Biberdamm im Feldatal (Foto: Rüdiger Christ)

Rund hundert Jahre lang galt der Biber auch bei uns in der Rhön ausgestorben. Zur Freude der Naturliebhaber ist der Biber an der Felda wieder zurück und dort aktiv. Der „Baumeister der Natur“ – wie der Biber auch oft genannt wird, ist ein faszinierendes Wildtier, dass die Uferregionen unserer Flüsse besiedelt, gestaltet und aktiven Hochwasserschutz betreibt. Biber gehören seit Millionen von Jahren in die Auen unserer Flüsse und vollbringen dort großartige Leistungen. Sie schaffen Strukturen und Lebensräume, die den anderen Arten zugutekommen. Zahlreiche Tier- und Pflanzenarten profitieren enorm von den Aktivitäten des Bibers, darunter Amphibien wie der Laubfrosch, der Eisvogel, der Schwarzstorch, die Bachforelle sowie viele Libellenarten. Besonders charakteristisch sind die sogenannten Kegelschnitte an Gehölzen.

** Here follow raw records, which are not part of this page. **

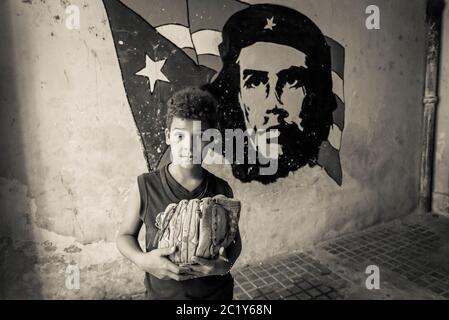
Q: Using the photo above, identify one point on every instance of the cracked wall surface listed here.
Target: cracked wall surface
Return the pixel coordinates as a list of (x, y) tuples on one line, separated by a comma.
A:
[(71, 152), (441, 172)]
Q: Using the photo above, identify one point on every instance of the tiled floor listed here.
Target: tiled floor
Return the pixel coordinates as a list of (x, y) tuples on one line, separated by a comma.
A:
[(412, 257), (296, 276)]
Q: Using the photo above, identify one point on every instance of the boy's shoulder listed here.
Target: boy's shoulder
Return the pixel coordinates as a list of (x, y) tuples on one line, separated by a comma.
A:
[(151, 175)]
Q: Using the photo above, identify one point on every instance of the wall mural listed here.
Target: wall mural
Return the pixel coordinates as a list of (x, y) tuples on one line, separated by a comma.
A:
[(269, 66)]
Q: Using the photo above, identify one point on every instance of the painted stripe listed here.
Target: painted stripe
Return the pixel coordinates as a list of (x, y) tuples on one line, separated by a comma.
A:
[(160, 12), (207, 41), (335, 137), (338, 86), (339, 114), (178, 34), (211, 61)]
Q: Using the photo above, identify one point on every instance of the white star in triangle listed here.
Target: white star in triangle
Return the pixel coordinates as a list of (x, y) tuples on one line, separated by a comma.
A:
[(270, 23), (153, 72)]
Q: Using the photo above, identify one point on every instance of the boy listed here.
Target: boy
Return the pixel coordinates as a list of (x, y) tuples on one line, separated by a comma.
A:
[(178, 180)]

Im Frühling und Sommer fressen Biber vorwiegend krautige Pflanzen und fällen keine Gehölze. Die Nahrung in Herbst und Winter konzentriert sich hingegen auf Gehölze. In dieser Zeit benagen die Biber Sträucher und Bäume. Von diesen bevorzugen die Nager vor allem die Knospen, die zarte Rinde und die jungen Zweige.
Es ist sehr erfreulich, dass diese Tierart wieder in der Rhön heimisch geworden ist weil die entsprechenden Bedingungen geschaffen wurden. Hoffentlich schaffen auch unsere Politiker für die Rhöner Bevölkerung zukunftssichere Bedingungen.
Die geplante Gebietsreform wäre eine Möglichkeit dazu, wenn sie nicht zu Postengeschachere missbraucht wird!